Pek çok genç oyuncunun "Buna üç yıl vereceğim ve o zamana kadar 'başaramazsam' bırakırım" dediğini duydum. Artık vazgeçin, demek istediğim şu. On yıl içinde "başaramayacağınızı" BEKLEMELİSİNİZ. Bunun için bir planınız olsun! Tiyatronun sana ihtiyacı var. Buna bağlı kalmanızı sağlayacak bir planınız olsun. Ve üç (veya on) yıl içinde bunu başaramazsanız, bu tiyatronun size yeterince iyi olmadığınız mesajını göndermesi anlamına gelmez. Bu sadece tiyatronun size her rolde milyonlarca iyi insan olduğuna dair mesaj göndermesi.

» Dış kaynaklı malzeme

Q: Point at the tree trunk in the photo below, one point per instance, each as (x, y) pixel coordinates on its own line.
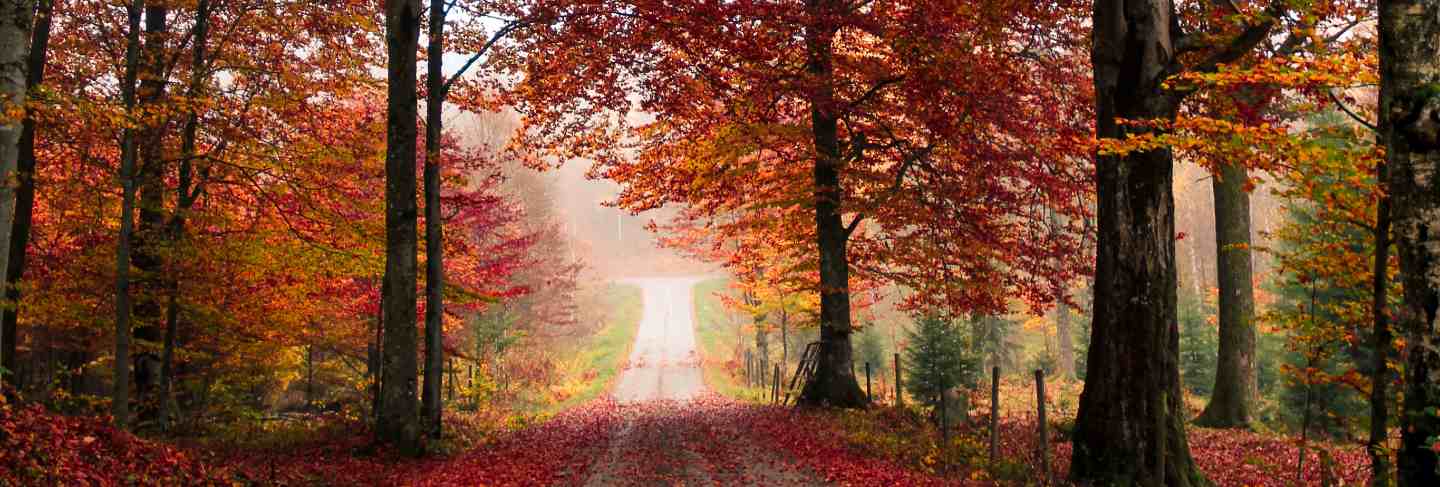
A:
(431, 405)
(1066, 339)
(120, 391)
(762, 343)
(1233, 402)
(1410, 77)
(185, 200)
(1381, 339)
(151, 234)
(15, 64)
(25, 188)
(399, 422)
(1131, 428)
(834, 382)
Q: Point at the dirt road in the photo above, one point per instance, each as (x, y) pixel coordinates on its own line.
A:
(671, 432)
(663, 363)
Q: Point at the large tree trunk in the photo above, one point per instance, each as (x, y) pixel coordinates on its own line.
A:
(120, 391)
(834, 382)
(399, 421)
(1410, 77)
(1381, 339)
(431, 405)
(150, 237)
(1131, 427)
(1233, 402)
(185, 200)
(25, 188)
(15, 64)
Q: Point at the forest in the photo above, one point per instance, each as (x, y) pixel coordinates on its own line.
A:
(775, 242)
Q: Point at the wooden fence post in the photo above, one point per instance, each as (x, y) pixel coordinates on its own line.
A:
(899, 395)
(945, 432)
(775, 388)
(1044, 432)
(869, 396)
(994, 414)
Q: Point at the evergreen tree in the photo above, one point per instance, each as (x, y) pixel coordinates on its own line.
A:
(936, 359)
(1198, 343)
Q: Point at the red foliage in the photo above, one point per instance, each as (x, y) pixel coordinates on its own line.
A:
(43, 448)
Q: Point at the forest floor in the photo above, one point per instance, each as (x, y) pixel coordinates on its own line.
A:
(658, 427)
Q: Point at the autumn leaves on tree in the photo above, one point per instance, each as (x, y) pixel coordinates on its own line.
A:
(210, 176)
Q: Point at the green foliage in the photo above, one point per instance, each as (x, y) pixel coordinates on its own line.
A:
(938, 359)
(992, 342)
(1198, 342)
(1082, 345)
(870, 347)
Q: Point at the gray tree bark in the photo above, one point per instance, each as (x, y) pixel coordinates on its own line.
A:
(1410, 78)
(1066, 337)
(15, 45)
(120, 391)
(1381, 337)
(150, 237)
(431, 405)
(1131, 427)
(834, 382)
(399, 421)
(186, 195)
(1233, 402)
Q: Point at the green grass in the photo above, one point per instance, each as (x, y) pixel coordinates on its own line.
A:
(609, 347)
(717, 339)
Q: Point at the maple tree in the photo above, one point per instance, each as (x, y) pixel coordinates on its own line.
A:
(15, 87)
(811, 110)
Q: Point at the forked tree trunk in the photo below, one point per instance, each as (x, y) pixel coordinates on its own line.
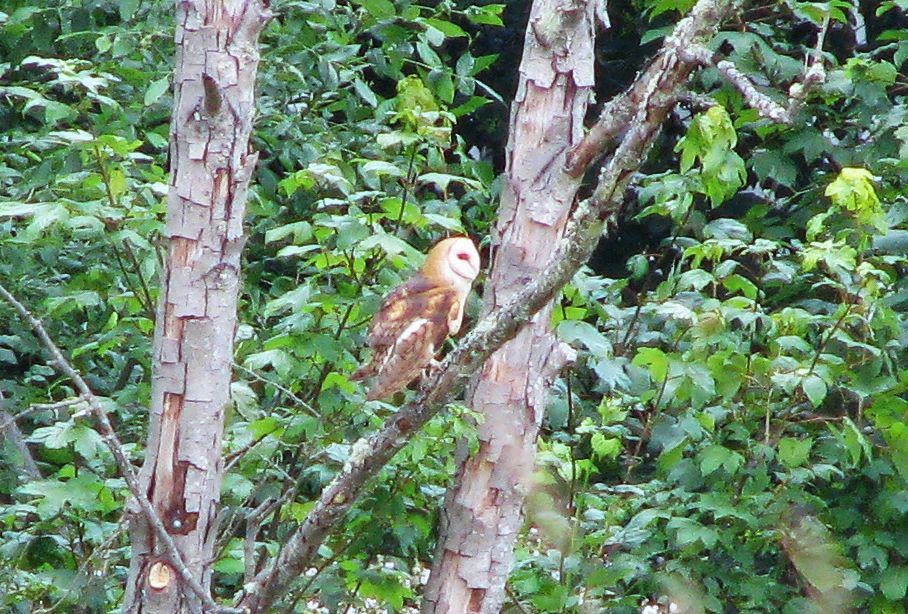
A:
(210, 164)
(483, 512)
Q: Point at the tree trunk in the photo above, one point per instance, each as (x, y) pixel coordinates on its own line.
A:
(214, 78)
(483, 512)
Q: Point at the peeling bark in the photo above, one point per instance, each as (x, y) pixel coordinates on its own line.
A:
(655, 91)
(216, 63)
(483, 512)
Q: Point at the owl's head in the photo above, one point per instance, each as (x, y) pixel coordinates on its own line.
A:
(454, 261)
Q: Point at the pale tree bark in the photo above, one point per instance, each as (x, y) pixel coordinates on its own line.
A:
(483, 512)
(626, 129)
(216, 62)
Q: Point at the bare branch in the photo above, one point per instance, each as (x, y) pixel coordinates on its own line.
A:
(757, 100)
(10, 418)
(116, 448)
(662, 76)
(654, 95)
(10, 431)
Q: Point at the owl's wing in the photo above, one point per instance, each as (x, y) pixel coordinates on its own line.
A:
(410, 326)
(417, 298)
(405, 359)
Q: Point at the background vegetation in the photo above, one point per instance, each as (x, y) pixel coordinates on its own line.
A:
(735, 434)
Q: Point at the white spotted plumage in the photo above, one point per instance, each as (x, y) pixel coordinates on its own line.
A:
(415, 318)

On yıldır bir tiyatro topluluğunu yönetiyorum. Para kazandırmıyor ama oldukça saygı görüyor ve yok olma tehlikesi yok. Ve neredeyse tiyatroda çalışmaktan keyif aldığım kadar keyif aldığım harika bir günlük işim var. Bir gün bu işi bırakıp tam zamanlı tiyatro yapabilirsem bu çok güzel olur. Ama bu gerekli değil. Gelecek 30 yılımı her ikisini de yaparak geçirmekten kesinlikle memnunum.